A University of Idaho crop researcher is trying to work out the agronomics of raising food-quality fall peas as a high yielding rotation crop for farmers in the state’s panhandle.  The UI’s Kurt Schroeder says while local growers have planted fall peas in the past as a cover crop, planting them for food is very different.  He said one of the challenges, out of the gate, is planting depth.


“My thought was always to plant them about 1”-1 ½" deep, let's get him out of the ground fast and get them growing.  That works great with the spring pea, but with a fall sown pea that doesn't work so well, because that shallower seating depth the growing point of that plant is too close to the surface and it's vulnerable to winter injury. So planting that seed deeper, deeper than you really think would be would be beneficial for winter pea but going down 2”-3” helps to protect that growing point of that plant.”

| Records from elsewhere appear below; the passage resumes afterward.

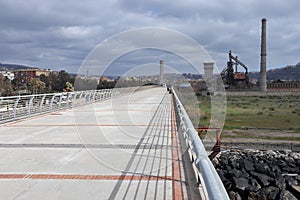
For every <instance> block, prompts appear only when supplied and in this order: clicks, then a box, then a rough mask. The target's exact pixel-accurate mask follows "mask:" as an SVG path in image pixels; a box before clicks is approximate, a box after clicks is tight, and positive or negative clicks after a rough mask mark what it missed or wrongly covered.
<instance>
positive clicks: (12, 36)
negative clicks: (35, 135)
mask: <svg viewBox="0 0 300 200" xmlns="http://www.w3.org/2000/svg"><path fill="white" fill-rule="evenodd" d="M299 8H300V1H299V0H286V1H282V0H268V1H262V0H243V1H238V0H227V1H224V0H209V1H208V0H185V1H182V0H173V1H162V0H159V1H158V0H154V1H149V0H123V1H122V0H109V1H104V0H97V1H96V0H86V1H73V0H64V1H62V0H51V1H50V0H48V1H44V0H26V1H23V0H0V63H14V64H25V65H29V66H37V67H40V68H46V69H47V68H50V69H53V70H61V69H64V70H67V71H68V72H73V73H76V72H78V69H79V68H80V66H81V65H82V63H83V62H84V60H85V58H86V57H87V56H88V55H89V54H90V53H91V52H92V50H93V49H95V47H97V45H99V44H101V43H102V42H103V41H107V39H109V38H111V37H114V36H115V35H118V34H120V33H122V32H124V31H125V32H126V31H129V30H133V29H136V28H138V29H139V28H145V27H156V28H162V29H169V30H174V31H177V32H179V33H182V34H184V35H186V37H189V38H191V39H193V40H195V41H196V42H197V43H199V44H200V45H201V46H202V47H203V48H204V49H205V50H206V51H207V52H208V54H209V55H210V56H211V57H212V59H213V60H214V62H215V64H216V66H217V67H218V68H219V69H220V70H222V69H223V68H225V67H226V63H227V60H228V51H229V50H232V52H233V54H234V55H236V56H238V58H239V59H240V60H241V61H242V62H244V63H245V64H246V65H247V66H248V67H249V70H250V71H259V65H260V37H261V19H262V18H266V19H267V68H268V69H271V68H278V67H284V66H286V65H293V64H296V63H298V62H300V54H299V52H300V45H299V42H300V34H299V33H300V12H299ZM144 39H147V38H144ZM177 42H178V41H176V40H174V41H170V45H171V44H174V43H177ZM166 45H168V44H166ZM110 51H113V49H110V48H108V49H107V52H106V53H109V52H110ZM137 55H138V58H139V59H137ZM159 59H164V60H165V63H166V65H168V66H169V65H172V64H174V65H177V66H178V67H177V68H178V70H179V71H184V69H186V68H185V67H182V66H185V65H188V62H187V61H186V60H183V59H182V58H181V57H180V56H179V57H178V56H176V55H174V54H172V52H166V51H161V50H157V49H156V50H149V49H146V50H143V49H142V50H137V51H134V52H129V53H127V54H125V55H121V56H120V57H119V58H118V59H116V60H114V62H113V63H111V68H110V70H108V72H109V73H111V74H118V73H125V72H124V70H123V71H122V70H120V69H119V68H122V67H123V65H124V66H127V67H130V66H131V67H136V66H139V65H141V66H142V65H146V64H147V63H155V62H157V63H159ZM176 59H177V60H176ZM179 66H181V68H180V67H179ZM175 68H176V67H175ZM187 71H189V70H187ZM191 72H194V71H193V70H191Z"/></svg>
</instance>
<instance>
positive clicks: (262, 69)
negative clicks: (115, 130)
mask: <svg viewBox="0 0 300 200" xmlns="http://www.w3.org/2000/svg"><path fill="white" fill-rule="evenodd" d="M261 21H262V27H261V54H260V80H259V88H260V91H262V92H265V91H267V39H266V38H267V36H266V22H267V20H266V19H265V18H263V19H262V20H261ZM228 57H229V60H228V62H227V67H226V68H224V70H223V71H222V72H221V77H222V79H223V82H224V85H225V88H226V89H247V88H250V87H251V86H250V84H249V72H248V67H247V66H246V65H245V64H244V63H243V62H241V61H240V60H239V59H238V57H237V56H233V55H232V53H231V51H229V54H228ZM238 66H241V67H243V68H244V71H239V70H238Z"/></svg>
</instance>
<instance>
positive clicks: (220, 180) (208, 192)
mask: <svg viewBox="0 0 300 200" xmlns="http://www.w3.org/2000/svg"><path fill="white" fill-rule="evenodd" d="M172 95H173V99H174V102H175V104H174V105H175V111H176V112H177V114H179V115H180V117H178V119H180V122H179V123H180V124H182V125H181V129H182V130H181V131H182V132H186V135H187V137H186V139H187V140H188V141H187V142H188V143H189V147H190V149H191V154H192V155H191V157H192V161H194V163H193V164H194V166H195V167H196V168H197V170H196V171H198V176H199V179H200V180H201V183H202V186H203V188H204V193H205V196H206V198H207V199H210V200H229V197H228V194H227V192H226V190H225V188H224V185H223V183H222V181H221V179H220V177H219V175H218V173H217V171H216V169H215V168H214V166H213V164H212V163H211V161H210V159H209V157H208V155H207V152H206V150H205V148H204V145H203V143H202V142H201V140H200V137H199V136H198V132H197V131H196V129H195V128H194V126H193V124H192V122H191V120H190V118H189V116H188V114H187V112H186V111H185V109H184V107H183V105H182V104H181V102H180V100H179V98H178V97H177V94H176V92H175V90H174V89H173V88H172Z"/></svg>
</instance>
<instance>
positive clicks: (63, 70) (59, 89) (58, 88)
mask: <svg viewBox="0 0 300 200" xmlns="http://www.w3.org/2000/svg"><path fill="white" fill-rule="evenodd" d="M48 79H49V85H50V86H51V88H52V90H53V91H57V92H62V91H63V90H64V89H65V84H66V82H70V83H72V84H73V82H74V81H73V82H72V79H71V77H70V75H69V73H68V72H66V71H65V70H61V71H60V72H59V73H58V74H57V73H55V72H50V74H49V78H48Z"/></svg>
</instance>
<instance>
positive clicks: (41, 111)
mask: <svg viewBox="0 0 300 200" xmlns="http://www.w3.org/2000/svg"><path fill="white" fill-rule="evenodd" d="M45 97H46V95H43V97H42V99H41V101H40V108H39V110H40V113H42V112H43V105H44V100H45Z"/></svg>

Schroeder says the UI received a grant from the pulse health initiative, to explore more of their work.  Not only seeding depth, but questions around soil.


“The other thing that we're wanting to look at is exploring, again that soil pH side of things and looking at different types of inoculum, different sources of inoculum, to see whether we can help boost the seedling vigor.  Kind of some areas that we're currently looking at exploring with this new grant and hopefully developing some strategies that will improve the growth and performance of the winter pea.”